In economics, we believe that low unemployment will lead to higher inflation. The reasoning being that labor is hard to find so employers need to attract workers with higher salaries. With higher salaries, people are willing to pay more for goods and therefore leading to inflation. We will roughly validate this theory at the US national level at a very coarse time scale. You are not expected to have taken an economics class to do this assignment.
The time series data:
- “LNS14000000” is the seasonally adjusted national unemployment rate
- “CWUS0000SA0” is the consumer price index based on urban wage earners
- To obtain inflation from this, we simply calculate the percentage change based on these values.
- These values are referenced such that the prices in years 1982-84=100.
- We will assumed “1st half” = Jan-June and “2nd Half” = July-Dec.
Q0 - Standardizing the dataset
Please read in the JSON data and export a CSV file with the following columns:
- year
- period: this should take on values between “1st Half” or “2nd Half”

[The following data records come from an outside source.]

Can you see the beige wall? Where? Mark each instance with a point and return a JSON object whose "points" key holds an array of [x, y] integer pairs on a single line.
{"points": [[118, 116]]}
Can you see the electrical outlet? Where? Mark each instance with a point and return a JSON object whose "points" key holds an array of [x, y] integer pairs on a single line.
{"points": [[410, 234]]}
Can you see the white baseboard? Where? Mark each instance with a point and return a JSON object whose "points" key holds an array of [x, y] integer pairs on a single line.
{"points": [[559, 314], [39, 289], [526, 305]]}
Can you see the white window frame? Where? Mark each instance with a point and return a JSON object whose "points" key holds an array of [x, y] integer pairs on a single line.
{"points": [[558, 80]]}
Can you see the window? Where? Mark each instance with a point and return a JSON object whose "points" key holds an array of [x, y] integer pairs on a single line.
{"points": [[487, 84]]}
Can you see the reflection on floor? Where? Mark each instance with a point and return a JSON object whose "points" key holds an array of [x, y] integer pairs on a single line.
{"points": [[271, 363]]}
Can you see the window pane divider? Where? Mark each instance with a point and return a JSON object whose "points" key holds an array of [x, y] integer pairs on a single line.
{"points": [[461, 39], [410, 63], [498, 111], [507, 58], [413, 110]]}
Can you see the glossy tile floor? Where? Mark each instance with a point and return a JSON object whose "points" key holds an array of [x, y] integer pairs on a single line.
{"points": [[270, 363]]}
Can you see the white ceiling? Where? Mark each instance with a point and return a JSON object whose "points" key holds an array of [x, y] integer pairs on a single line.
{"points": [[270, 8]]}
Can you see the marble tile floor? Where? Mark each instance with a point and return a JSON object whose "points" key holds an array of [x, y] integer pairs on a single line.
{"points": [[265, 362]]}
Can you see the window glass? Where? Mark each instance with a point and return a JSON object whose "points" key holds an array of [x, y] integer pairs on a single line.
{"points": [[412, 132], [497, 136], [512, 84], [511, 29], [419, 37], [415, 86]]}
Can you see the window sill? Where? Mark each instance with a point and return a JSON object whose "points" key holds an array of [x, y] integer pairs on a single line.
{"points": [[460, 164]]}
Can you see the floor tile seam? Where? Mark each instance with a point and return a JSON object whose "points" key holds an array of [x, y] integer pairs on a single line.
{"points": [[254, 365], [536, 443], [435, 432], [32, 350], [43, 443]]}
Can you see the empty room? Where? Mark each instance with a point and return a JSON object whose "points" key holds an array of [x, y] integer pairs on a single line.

- unemployment: this should be an average percentage over the appropriate months
- cpi: this shouldn’t need much processing
Hint: if you haven’t seen a JSON file before, here’s some sample code for R:
library(jsonlite)
data <- read_json("MYFILE.json")
class(data)
print(data[[1]])
Q1 - Calculate the inflation
Using your results from Q0, please calculate the inflation rate and add a column to your
data named inflation. For example, the inflation rate for 2000, 2nd Half should be
(170.2 - 167.6)/167.6 * 100 = 1.55%
. If an inflation cannot be calculated, please
replace the value with NA.
Q1.1 - R’s handling of NA values
- If we have a vector of inflation values called
inflation
, where one isNA
, how does the R commandmean(inflation)
handle theNA
? - How does R’s
lm()
function handle NA values if there are NA values in the independent (the X) or dependent variables (the Y)?
Q2 - Visualizing the data
Please plot the scatter plot between the inflation and unemployment rate with the axes labeled with units. Inflation should be on the y-axis.
Q3 - Fit a regression and analyze the output
Fit an OLS to the scatter plot in Q2 and report the fitted slope and its p-value. Why is the slope relevant to our problem here (at most 3 sentences)?
Q4 - Assumptions
Which assumptions were required for your p-value in Q3 to make sense?
Q5 - Test whether the inflation is independent of the unemployment rate via permutation test
Please write the code for the following:
- Calculate the correlation between the 2 variables and record this value.
- Repeat the following 1000 times: shuffle the order of one of the variables, then recalculate the correlation. In other words, we’re making the two variables independent from one another.
- Please plot the histogram of these recalculated correlations against the original correlation.
- Please comment on what you can infer from the histogram
Q6 - Simulation
This is not related to the quesitons above. Please create a simulation in R that demonstrates the unbiasedness property for estimating the parameter of the linear model can be violated if one of the linear regression assumptions are violated.
Your solution should clearly state:
- What is the parameter you are estimating
- Which assumption are you violating
- What is unbiasedness and how it is not observed in your simulation (this should be a visualization)